For deeper detail, see our individual reviews of Airalo, Holafly, Nomad, and Ubigi.
Who should pick 99esim
First-time travelers who want both simple fixed plans (when their trip fits a tier) AND the option to customize when it doesn't. The rewards and leaderboard also make the first few trips feel less transactional — you're earning something across a learning curve, which softens the "did I pick the right plan?" anxiety that haunts first-time eSIM buyers.
Multi-country travelers with itineraries crossing 3+ countries in the same region — the regional plans save real money over per-country.

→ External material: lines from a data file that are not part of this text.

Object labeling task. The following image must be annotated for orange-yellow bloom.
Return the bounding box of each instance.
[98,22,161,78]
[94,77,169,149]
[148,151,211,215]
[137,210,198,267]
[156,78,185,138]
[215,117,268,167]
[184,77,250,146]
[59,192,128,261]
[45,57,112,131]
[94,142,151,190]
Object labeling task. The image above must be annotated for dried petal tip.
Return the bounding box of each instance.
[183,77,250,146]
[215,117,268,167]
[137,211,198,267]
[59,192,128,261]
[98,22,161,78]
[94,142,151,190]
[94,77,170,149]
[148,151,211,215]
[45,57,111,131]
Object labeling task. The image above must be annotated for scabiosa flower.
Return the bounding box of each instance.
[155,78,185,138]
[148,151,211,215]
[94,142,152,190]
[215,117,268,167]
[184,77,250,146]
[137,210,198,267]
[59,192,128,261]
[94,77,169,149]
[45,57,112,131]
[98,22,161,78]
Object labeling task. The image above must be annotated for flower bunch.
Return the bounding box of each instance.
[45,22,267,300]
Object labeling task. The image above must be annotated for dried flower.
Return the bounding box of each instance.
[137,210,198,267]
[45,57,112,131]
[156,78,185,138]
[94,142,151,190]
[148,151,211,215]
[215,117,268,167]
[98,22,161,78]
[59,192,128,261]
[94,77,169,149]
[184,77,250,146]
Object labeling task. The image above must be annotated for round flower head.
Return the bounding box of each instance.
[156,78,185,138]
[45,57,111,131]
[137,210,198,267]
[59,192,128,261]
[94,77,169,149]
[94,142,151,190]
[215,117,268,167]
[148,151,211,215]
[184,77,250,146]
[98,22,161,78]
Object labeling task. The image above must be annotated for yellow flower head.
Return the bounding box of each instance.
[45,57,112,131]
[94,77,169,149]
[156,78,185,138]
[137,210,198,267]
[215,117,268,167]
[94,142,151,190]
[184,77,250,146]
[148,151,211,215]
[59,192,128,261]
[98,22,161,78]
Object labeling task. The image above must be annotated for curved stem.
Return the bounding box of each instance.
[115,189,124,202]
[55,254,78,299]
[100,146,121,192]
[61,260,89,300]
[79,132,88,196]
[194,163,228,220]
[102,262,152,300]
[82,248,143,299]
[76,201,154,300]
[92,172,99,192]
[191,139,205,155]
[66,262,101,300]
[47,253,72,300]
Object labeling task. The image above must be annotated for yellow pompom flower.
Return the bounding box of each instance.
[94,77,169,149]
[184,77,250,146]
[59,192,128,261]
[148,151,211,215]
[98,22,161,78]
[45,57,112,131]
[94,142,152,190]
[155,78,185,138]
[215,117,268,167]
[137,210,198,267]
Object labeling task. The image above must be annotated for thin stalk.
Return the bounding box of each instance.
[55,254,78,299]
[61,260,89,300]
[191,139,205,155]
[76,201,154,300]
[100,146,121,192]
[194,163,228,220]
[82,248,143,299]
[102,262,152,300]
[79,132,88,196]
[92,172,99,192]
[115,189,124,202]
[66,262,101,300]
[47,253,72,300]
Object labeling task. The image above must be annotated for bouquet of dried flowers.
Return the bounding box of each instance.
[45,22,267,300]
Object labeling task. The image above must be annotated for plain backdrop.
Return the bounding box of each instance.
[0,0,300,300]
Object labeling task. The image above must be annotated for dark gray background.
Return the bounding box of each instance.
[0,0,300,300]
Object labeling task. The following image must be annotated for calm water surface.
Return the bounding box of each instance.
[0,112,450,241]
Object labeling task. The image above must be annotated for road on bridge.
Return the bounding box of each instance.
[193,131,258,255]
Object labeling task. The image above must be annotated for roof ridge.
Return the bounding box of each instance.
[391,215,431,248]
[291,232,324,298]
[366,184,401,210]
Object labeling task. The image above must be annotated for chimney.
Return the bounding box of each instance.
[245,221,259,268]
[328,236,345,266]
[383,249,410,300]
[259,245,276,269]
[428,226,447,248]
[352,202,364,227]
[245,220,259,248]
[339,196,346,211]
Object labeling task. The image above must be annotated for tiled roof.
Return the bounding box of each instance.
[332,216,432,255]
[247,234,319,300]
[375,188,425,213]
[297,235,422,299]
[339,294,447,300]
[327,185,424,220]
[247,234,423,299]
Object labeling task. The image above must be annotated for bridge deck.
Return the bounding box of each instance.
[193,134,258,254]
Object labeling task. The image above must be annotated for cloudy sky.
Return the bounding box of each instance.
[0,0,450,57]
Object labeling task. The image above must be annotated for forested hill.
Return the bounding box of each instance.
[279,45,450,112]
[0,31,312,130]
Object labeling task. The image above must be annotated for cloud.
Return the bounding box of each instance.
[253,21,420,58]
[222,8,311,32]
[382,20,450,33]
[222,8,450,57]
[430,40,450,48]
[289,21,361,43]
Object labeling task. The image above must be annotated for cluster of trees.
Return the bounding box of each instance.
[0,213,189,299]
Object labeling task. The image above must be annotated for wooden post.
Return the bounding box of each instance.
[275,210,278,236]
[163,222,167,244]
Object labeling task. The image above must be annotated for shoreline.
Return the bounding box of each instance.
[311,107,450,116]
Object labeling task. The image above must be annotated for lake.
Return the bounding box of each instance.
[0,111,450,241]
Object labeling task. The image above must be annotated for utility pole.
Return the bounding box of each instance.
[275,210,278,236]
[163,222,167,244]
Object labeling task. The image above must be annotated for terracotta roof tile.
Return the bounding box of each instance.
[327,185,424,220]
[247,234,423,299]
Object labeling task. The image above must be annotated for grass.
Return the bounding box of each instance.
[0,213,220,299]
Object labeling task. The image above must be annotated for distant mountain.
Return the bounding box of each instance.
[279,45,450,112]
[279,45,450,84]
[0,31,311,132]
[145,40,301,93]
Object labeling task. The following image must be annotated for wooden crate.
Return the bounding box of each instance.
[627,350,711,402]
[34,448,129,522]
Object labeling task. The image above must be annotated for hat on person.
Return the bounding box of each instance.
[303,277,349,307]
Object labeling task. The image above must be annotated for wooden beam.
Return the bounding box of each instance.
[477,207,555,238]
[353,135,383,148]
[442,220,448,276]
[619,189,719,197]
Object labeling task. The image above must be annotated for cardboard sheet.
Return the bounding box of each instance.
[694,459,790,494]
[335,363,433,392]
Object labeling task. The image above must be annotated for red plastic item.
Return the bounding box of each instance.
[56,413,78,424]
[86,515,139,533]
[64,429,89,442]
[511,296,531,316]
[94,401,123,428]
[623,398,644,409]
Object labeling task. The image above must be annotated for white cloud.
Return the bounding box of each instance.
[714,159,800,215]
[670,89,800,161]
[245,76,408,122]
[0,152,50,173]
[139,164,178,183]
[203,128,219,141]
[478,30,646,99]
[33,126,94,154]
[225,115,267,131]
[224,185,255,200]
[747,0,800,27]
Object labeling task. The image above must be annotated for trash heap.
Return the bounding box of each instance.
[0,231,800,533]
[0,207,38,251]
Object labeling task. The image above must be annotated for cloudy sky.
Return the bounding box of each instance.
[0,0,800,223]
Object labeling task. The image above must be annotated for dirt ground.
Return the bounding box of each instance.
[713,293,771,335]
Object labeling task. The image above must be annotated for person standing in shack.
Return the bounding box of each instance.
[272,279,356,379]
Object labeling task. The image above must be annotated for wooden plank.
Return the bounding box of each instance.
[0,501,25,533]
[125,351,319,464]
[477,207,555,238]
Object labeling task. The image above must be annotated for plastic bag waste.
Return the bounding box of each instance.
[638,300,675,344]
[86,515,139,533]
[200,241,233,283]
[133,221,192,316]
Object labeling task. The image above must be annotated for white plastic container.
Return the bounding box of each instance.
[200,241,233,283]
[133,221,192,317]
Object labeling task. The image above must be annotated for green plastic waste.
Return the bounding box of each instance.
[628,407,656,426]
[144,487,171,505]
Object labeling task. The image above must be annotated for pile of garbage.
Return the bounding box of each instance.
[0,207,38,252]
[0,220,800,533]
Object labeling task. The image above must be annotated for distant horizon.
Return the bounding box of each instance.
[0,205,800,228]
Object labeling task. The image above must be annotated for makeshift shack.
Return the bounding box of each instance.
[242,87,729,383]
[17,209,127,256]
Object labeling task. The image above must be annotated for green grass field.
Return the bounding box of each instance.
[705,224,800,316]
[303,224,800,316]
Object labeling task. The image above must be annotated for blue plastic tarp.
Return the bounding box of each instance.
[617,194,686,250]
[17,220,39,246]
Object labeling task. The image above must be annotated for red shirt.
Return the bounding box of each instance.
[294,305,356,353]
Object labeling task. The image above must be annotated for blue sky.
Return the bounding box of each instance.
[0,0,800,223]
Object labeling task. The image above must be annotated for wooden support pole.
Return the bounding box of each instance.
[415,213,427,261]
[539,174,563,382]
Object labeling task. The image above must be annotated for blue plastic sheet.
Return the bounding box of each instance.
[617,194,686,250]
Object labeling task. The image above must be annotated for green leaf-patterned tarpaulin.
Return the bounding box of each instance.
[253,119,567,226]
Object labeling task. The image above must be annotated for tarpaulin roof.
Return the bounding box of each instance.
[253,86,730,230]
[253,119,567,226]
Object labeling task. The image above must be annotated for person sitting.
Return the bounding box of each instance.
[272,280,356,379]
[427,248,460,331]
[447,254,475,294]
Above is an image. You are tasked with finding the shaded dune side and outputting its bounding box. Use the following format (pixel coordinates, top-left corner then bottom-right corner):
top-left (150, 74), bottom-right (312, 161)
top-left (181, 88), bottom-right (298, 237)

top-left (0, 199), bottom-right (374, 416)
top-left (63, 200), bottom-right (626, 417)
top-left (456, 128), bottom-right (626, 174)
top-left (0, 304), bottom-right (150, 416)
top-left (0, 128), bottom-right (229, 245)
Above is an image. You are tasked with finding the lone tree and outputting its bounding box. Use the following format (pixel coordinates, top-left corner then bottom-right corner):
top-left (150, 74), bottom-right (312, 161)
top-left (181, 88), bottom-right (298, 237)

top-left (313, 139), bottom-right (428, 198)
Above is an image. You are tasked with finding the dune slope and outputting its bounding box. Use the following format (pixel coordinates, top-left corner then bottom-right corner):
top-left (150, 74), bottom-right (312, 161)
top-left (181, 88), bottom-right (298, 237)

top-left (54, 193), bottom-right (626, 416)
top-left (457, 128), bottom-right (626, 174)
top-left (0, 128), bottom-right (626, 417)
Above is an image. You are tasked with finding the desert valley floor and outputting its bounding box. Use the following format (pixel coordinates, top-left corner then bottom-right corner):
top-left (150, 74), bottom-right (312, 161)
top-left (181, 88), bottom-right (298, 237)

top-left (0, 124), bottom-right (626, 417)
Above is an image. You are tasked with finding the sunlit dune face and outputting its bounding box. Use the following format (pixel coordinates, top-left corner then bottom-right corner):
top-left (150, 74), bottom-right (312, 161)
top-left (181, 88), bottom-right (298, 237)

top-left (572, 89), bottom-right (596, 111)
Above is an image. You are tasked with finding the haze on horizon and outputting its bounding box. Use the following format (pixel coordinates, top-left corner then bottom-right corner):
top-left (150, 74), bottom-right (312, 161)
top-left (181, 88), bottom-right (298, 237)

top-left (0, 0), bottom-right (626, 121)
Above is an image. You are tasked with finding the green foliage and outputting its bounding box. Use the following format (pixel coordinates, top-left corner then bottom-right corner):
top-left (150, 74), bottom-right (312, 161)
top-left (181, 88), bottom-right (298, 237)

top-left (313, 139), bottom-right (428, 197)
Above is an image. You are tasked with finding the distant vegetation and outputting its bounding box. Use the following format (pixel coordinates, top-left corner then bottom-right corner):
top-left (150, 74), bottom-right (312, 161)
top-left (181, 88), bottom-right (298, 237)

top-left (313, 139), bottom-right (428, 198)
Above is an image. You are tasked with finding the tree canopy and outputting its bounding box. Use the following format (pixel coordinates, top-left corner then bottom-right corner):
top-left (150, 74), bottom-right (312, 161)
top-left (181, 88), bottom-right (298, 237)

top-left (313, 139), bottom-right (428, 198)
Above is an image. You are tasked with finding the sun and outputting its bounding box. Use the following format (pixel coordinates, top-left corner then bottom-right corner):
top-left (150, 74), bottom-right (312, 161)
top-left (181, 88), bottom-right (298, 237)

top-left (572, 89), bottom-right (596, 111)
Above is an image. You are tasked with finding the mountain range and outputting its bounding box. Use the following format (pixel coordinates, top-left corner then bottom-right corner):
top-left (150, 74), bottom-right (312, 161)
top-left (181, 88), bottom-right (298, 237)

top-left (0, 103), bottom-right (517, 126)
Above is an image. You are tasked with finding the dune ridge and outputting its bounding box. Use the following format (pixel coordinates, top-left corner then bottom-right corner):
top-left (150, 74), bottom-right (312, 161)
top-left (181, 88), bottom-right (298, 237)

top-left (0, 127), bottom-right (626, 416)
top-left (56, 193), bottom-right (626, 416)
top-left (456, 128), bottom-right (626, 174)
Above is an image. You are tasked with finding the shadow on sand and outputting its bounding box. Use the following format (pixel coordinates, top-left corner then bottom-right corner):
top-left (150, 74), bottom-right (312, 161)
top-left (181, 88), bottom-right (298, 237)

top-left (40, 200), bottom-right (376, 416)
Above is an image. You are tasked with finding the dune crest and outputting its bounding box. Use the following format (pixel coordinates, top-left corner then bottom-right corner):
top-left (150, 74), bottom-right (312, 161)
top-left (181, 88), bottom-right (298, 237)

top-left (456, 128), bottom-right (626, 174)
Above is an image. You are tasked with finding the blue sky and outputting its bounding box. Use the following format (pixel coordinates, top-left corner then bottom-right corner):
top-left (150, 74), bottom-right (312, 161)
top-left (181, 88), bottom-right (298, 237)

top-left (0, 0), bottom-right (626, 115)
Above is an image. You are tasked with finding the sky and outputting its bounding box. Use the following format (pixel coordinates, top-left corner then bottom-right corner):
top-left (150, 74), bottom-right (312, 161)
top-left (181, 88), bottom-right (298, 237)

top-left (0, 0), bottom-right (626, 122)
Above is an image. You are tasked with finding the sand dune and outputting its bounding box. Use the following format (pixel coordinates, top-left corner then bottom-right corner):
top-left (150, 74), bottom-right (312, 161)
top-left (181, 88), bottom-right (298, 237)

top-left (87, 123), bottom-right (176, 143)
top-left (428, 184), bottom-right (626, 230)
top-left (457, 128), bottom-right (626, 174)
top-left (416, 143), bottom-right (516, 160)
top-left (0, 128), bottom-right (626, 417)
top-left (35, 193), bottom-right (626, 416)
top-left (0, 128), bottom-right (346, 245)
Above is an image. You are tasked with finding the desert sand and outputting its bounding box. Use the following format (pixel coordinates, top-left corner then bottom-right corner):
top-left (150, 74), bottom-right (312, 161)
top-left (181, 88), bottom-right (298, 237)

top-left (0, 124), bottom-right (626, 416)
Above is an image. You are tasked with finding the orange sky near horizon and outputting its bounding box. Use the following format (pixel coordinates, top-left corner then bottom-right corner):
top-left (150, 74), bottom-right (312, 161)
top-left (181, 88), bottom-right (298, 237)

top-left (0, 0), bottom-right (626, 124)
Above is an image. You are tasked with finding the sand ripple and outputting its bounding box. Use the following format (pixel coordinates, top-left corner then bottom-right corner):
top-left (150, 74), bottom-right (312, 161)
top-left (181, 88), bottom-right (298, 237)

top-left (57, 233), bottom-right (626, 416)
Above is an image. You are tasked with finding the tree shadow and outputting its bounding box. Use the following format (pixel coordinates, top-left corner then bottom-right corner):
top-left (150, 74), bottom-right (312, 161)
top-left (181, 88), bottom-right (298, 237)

Families and travel groups of 3-4 people — group eSIM pricing beats individual plans on total cost.
Caribbean cruisers with multi-island routes — the 15-country North America plan covers the broadest set in the category for this trip shape.
Travelers who don't fit standard plan buckets — the optional custom data + duration combinations cover trips the fixed grids don't.
Mainland China visitors — one of the few tracked travel eSIMs that supports China at all.
Anyone gifting connectivity to a parent, friend, or partner traveling separately — the gift eSIM feature isn't replicated by any competitor.
Frequent travelers who care about the rewards system — the points and monthly leaderboard genuinely add up if you fly often.
Who might prefer something else
- Heavy streamers and content creators who specifically want unlimited: Holafly's unlimited-only structure is purpose-built for that.
- Enterprise travelers with strict reliability requirements and specific corporate IT preferences: Ubigi has the more business-positioned support and SLA structure.
- Travelers who specifically want a brand their friends use: Airalo's recognition is the single thing it leads on.
Final verdict
After a year of testing, 99esim is the travel eSIM I default to for my own trips. The country breadth is genuinely the widest in the tracked set, mainland China is included, the optional custom plans match real trip shapes when fixed bundles don't, and the group/gift features fill use cases that simply aren't addressed by any competitor today. The cons (brand awareness, Caribbean exclusions on the regional plan, in-app-only support format) are real but small relative to the upside.
If you're picking a travel eSIM for a multi-country trip, family vacation, or any itinerary that doesn't fit a standard 7-or-30-day bucket, 99esim is the right starting point. For trips that fit a tidy single-country use case, the gap to competitors narrows but 99esim still holds up.
Rating: 4.8 / 5. Not perfect, but the closest I've found in this category.